Table of Contents
International Journal of Family Medicine
Volume 2012 (2012), Article ID 474989, 9 pages
http://dx.doi.org/10.1155/2012/474989
Clinical Study

Undetected Common Mental Disorders in Long-Term Sickness Absence

Regional Psychiatric Services Central Denmark Region, Research Unit West and Centre for Psychiatric Research, 7400 Herning, Denmark

Received 3 October 2011; Revised 24 January 2012; Accepted 20 February 2012

Academic Editor: Marta Buszewicz

Copyright © 2012 Hans Joergen Soegaard. This is an open access article distributed under the Creative Commons Attribution License, which permits unrestricted use, distribution, and reproduction in any medium, provided the original work is properly cited.

Abstract

Background.
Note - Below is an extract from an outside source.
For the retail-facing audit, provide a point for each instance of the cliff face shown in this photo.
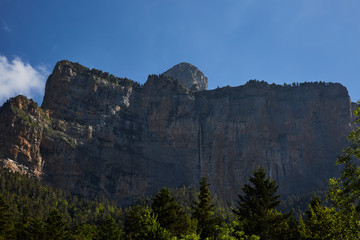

Undetected Common Mental Disorders (CMDs) amongst people on sick leave complicate rehabilitation and return to work because appropriate treatments are not initiated. Aims. The aim of this study is to estimate (1) the frequencies of CMD, (2) the predictors of undetected CMD, and (3) the rate of return to work among sick listed individuals without a psychiatric disorder, who are registered on long-term sickness absence (LSA). Methods. A total of 2,414 incident individuals on LSA with a response rate of 46.4%, were identified for a two-phase study. The subsample of this study involved individuals registered on LSA who were sick-listed without a psychiatric sick leave diagnosis. In this respect, Phase 1 included 831 individuals, who were screened for mental disorders. In Phase 2, following the screening of Phase 1, 227 individuals were thoroughly examined by a psychiatrist applying Present State Examination. The analyses of the study were carried out based on the 227 individuals from Phase 2 and, subsequently, weighted to be representative of the 831 individuals in Phase 1. Results. The frequencies of undetected mental disorders among all sick-listed individuals were for any psychiatric diagnosis 21%, depression 14%, anxiety 4%, and somatoform disorder 6%. Conclusions. Undetected CMD may delay the initiation of appropriate treatment and complicate the rehabilitation and return to work.